He started with a digital tablet edition (via Google Play and Apple Newstand apps) and leapt at the chance to partner with The Sundance Channel on weekly series “The Writer’s Room.” He saw this as a co-branding and cross-pollinating opportunity for EW and its website. EW’s TV editorial team booked the shows and negotiated the access, capitalizing on the current interest in television, but it lasted just one season.

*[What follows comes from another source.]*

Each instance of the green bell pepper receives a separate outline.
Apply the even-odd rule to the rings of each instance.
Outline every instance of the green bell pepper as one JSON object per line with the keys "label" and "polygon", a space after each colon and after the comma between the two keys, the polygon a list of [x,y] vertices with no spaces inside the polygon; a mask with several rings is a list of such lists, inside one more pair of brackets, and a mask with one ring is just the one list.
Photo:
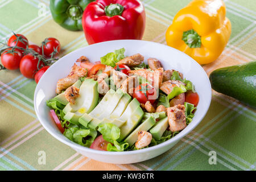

After Matt Bean left as editor of EW, succeeded by Henry Goldblatt, Time Inc. named Bean to a new job, senior VP, editorial innovation. “In this position, he will develop new editorial products and content verticals that leverage emerging audiences and technology,” announced Time Inc. CEO Joe Ripp. Entertainment vet Richard Battista, the new evp of Time Inc. and president of People and Entertainment Weekly, is also chasing brands into video production, television and licensing.
The magazine has also launched video series “Scene Unseen,” talking to Hollywood creators like Kevin Smith and Key & Peele about “lost” ideas that never got made, for whatever reason. EW then brings them to life through animation. At EW.com’s Kickass Women (always one of my fave EW Comic-Con panels), you can find a supercut of women (fictional and real) in film, TV and music who kick ass, from Katniss Everdeen to Wonder Woman.
At last week’s digital NewFronts EW premiered “The Bullseye,” a new digital series inspired by the last page of EW, hosted by senior writer Tim Stack who will dish on the week’s hits and missteps with celebrity guests, and “Popography,” partnered with People, focused on pivotal moments that shaped the lives and careers of the world’s best-known artists and entertainers, hosted by Cagle. Other video series include “Lightbulb” and “Pop Culture Personality Test.”
And on the web, ad/editorial boundaries can be more fluid. EW is pursuing more native advertising and sponsored content on EW.com, mobile and tablets.